21 Dic 23 Significant changes in the regulatory framework of labor laws in Argentina
Posted at 22:53h
in Publications
Agustín Cerolini, Matías Ferrari, Natalia Artmann, Valentina Circolone and Roman Katz Catz
Through Decree No. 70/2023, published on December 21, 2023, the National Executive Power (the «PEN») implemented significant changes in the regulations related to the different labor laws.
Below, the most relevant measures:
Law 24,013:
- employee registration is simplified. Previously, the registration was required in the employment Contract Law book (the «LCT»). The registration must be simple, immediate, expeditious, and carried out through electronic means. The concept of social work is eliminated in order to give the worker the possibility to choose the health care system.
Law 20,744:
- It removes from the scope of application contracts for works, services, agency and all those regulated in the Civil and Commercial Code of the Nation (the «CCCN»). It also limits the presumption of the existence of an employment contract when contracting works or professional or trade services and the corresponding receipts or invoices are issued.
- The trial period in contracts of indefinite duration shall be extended from three (3) to eight (8) months and it shall not be compulsory to register the employee until the end of this period. The receipt shall be prepared by the employer and a true copy of the original shall be given to the employee, which may be electronically implemented. The filing and other proofs of payment may be digitalized, with the same validity as in paper format.
- Pre-birth leave may be reduced from 45 days to 10 days at sole the choice of the female staff member or pregnant employee. The balance of the total period of leave shall be cumulated with the period of leave following childbirth
- The following situations are established as justification for dismissal with just cause when: a) The freedom to work of those who do not adhere to the measure of force by acts, intimidation or threats is affected. b) The entry or exit of persons and/or things to the establishment is totally or partially prevented or obstructed. c) Damage is caused to persons or things belonging to the company or to third parties located in the establishment or that they are improperly retained. The employer must first give notice to the employee to cease such behavior.
- As regards severance pay for length of service or dismissal, the amount of one month’s salary shall be paid for each year worked or fraction of more than three months after having completed the probationary period (eight months).
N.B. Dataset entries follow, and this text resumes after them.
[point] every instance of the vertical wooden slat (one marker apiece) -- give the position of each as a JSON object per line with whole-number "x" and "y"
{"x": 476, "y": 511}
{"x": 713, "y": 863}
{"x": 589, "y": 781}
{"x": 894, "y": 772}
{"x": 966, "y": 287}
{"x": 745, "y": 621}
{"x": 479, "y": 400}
The calculation does not take into account the complementary annual salary. In the case of workers paid on commission or with variable remuneration, the average of the last six months or of the last year, if this is more favorable to the employee, will be calculated. However, the DNU takes into account the ruling «Vizzotti», indicating that the basis of calculation may not be less than 67% of a monthly salary.
- The DNU also provides for alternatives to replace severance pay: by collective bargaining agreement, the parties may replace the severance regime with a severance fund or system, which will be governed by a contribution to be paid by the employer that may not exceed eight per cent of the remuneration. Employers may contract a private system in order to cover severance costs.
- In the event that an employee has been reinstated, the amount paid, updated by the IPC (consumers price index) plus an interest rate of 3% per annum, will be deducted on account of the previous termination. Section 276 of the LCT is also modified since the labor credit will be updated to a maximum of the amount resulting from calculating the historical capital updated by the IPC plus 3% annually.
- Section 277 establishes that PYMEs (small and medium-sized enterprises) facing a condemnatory court judgement may opt for full payment in a period of up to twelve consecutive monthly instalments, which will be adjusted according to the regime established in section 276.
- Regarding trade union associations the prohibition to affect the freedom to work, cause blockades, take over establishments or cause damage to people or things belonging to the company or third parties is incorporated
Teleworking:
- Reversibility is provided for, that is to say, the exclusive right of the worker to request the reversibility of teleworking is rendered null and void, establishing that such reversibility may be implemented by common agreement between the parties.
- With regard to transnational benefits, it is stipulated that the teleworking contract shall be governed by the law of the place where the worker performs the tasks
Finally, articles 8 to 17 and 120, paragraph a), of Law 24,013 on «Employment»; article 9 of Law 25,013 on «Labor Reform»; Law 25,323 on «Labor Compensations»; articles 43 to 48 of Law 25,345 on «Tax Evasion»; article 15 of law 26,727 «Agrarian Labor Regime»; and article 50 of law 26,884 «Special Regime of Labor Contract for House Workers» are eliminated.